The judging panel selected the game named “The Island”, a VR experience focusing on the repetition of a single action over time and different interaction metaphors throughout the game, as the SIC VR award winner. Taking advantage of the many possibilities offered by the EXOS Wrist DK2, Sant’Anna School PhD students and junior researchers Riccardo Galdieri, Camilla Tanca, Cristian Camardella and Michele Barsotti, under the supervision of Professor Antonio Frisoli, designed a story-based game including a series of unique mini-scenarios where the haptics device offered a bigger appealing on the public.
“The Island” is a Level 4 interactive gameplay. Interaction is necessary to reach the next level and the ultimate treasure chest. The Player is inside a labyrinth and must find his/her way out using the exoskeleton as a navigator. Once out of the labyrinth, the player (into the deep forest) needs to protect himself from a bunch of arrows. Afterwards, the player is trapped in a dark cave and finds his way out sticking to the path not getting too close to the cliff edge. Eventually, the player enters the treasure room using a sword to overcome obstacles and enemies.
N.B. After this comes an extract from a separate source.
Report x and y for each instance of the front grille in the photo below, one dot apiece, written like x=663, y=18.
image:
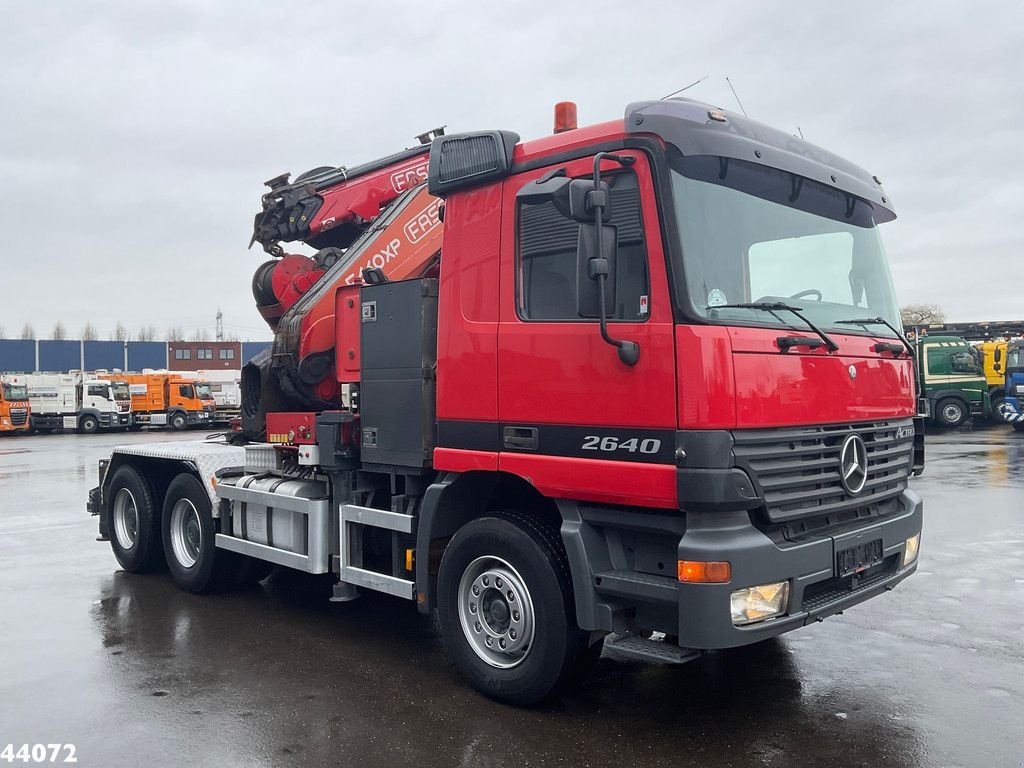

Unsurprisingly, the haptic paradigm allowing complex multi-modal interaction with the environment through the sense of touch highly affected the gaming industry. The research team was proud to highlight the impact of haptic feedback on the user’s enhanced audio-visual experience: “It is our assumption that in order to increase the chances of success, every haptic device needs to be as flexible as possible, and the EXOS Wrist DK2 has the potential to be as adaptable as modern controllers. To prove this assumption, we are going to build “The Island”, a VR experience that will not only focus on the repetition of a single action over time, but that will also exploit the haptic feedback in different interaction metaphors throughout the game. Taking advantage of the many possibilities offered by the EXOS Wrist DK2, we will design a story-based game including a series of unique mini-scenarios where the haptics device will be used in different ways, proving that multi-purpose haptics have a bigger appealing on the public” they said.
EXOS Wrist DK2 can provide touch sensations in virtual reality environment by presenting front/rear and left/right forces to users’ wrist. The device works with the VIVE controller. In addition to touch sensations, EXOS can also provide force sensations such as feedbacks of shooting a gun or lifting an object. Software development kit for Unity is bundled, and users can easily develop applications with the device.